De Afdeling heeft naar aanleiding van de beroepsgronden met betrekking tot de schending van privacy overwogen dat in het kader van een bestemmingsplanprocedure ter beoordeling staat of een plan strekt ten behoeve van een goede ruimtelijke ordening en niet in strijd is met het recht. Voor het oordeel van de bestuursrechter dat een privaatrechtelijke belemmering aan de vaststelling en uitvoerbaarheid van een bestemmingsplan in de weg staat, is slechts aanleiding wanneer deze een evident karakter heeft. De burgerlijke rechter is namelijk de eerst aangewezene om de vraag te beantwoorden of een privaatrechtelijke belemmering in de weg staat aan de uitvoering van een activiteit.

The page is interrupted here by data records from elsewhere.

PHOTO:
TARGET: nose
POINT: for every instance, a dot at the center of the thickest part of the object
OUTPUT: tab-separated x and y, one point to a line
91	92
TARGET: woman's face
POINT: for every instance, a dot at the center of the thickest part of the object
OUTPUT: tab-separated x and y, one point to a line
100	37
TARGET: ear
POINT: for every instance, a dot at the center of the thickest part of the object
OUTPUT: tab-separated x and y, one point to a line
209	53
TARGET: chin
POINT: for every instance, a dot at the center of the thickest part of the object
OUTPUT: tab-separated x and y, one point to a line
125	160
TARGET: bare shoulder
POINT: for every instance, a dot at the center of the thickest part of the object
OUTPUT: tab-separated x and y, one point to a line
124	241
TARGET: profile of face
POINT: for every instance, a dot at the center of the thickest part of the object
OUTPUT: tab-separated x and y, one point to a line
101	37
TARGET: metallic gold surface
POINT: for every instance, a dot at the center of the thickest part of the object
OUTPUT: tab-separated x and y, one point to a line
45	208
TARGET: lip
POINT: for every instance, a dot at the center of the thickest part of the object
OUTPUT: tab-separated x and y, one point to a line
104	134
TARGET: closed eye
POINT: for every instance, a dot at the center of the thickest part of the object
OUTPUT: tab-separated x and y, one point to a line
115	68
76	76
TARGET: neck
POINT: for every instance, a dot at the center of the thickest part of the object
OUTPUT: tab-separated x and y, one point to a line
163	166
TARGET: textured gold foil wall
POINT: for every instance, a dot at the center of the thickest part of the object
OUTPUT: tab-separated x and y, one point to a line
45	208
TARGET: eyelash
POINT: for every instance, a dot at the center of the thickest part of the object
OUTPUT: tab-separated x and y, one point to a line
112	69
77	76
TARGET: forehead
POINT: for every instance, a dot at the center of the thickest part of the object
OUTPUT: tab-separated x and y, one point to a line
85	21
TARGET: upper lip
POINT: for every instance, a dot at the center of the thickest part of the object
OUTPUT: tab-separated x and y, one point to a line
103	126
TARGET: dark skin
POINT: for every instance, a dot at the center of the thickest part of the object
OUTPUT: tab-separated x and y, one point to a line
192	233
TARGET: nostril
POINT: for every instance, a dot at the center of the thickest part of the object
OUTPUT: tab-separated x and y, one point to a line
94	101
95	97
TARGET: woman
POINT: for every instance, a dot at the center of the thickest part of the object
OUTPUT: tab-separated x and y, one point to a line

In onderhavige kwestie gaat het in het bijzonder om het voorziene balkon op de eerste verdieping van de nieuwbouw die in het bestemmingsplan mogelijk wordt gemaakt. Deze balkon bevindt zich binnen twee meter van de erfgrens van het perceel van een van de appellanten en geeft rechtstreeks uitzicht op de tuin van deze appellant. De gemeenteraad heeft aangegeven dat een privacy-scherm zal worden aangebracht. Hieruit blijkt dat een uitvoering van het bestemmingsplan mogelijk is zonder dat deze uitvoering in strijd is met artikel 5:50 BW. Gelet daarop is geen sprake van een evidente privaatrechtelijke belemmering waarvan op voorhand in redelijkheid moet worden aangenomen dat die aan de verwezenlijking van het plan binnen de planperiode in de weg staat.

Van belang is echter dat de aanleg van een privacy-scherm op de eerste verdieping van de nieuwbouw bij de erfgrens met het perceel van appellant nodig is om te voorkomen dat de toekomstige bewoners rechtstreeks in de tuin van appellant kijken. De gemeente is echter geen eigenaar van de bewuste gronden. Daardoor heeft de gemeente(raad) het niet in zijn macht om zelf de door hem noodzakelijk geachte maatregel te (laten) treffen. Gelet daarop had de gemeenteraad in het bestemmingsplan een voorwaardelijke verplichting moeten opnemen om te waarborgen dat het noodzakelijke privacy-scherm wordt aangelegd. Nu de gemeenteraad dit niet heeft gedaan, heeft de Afdeling het bestemmingsplan in zoverre vernietigd.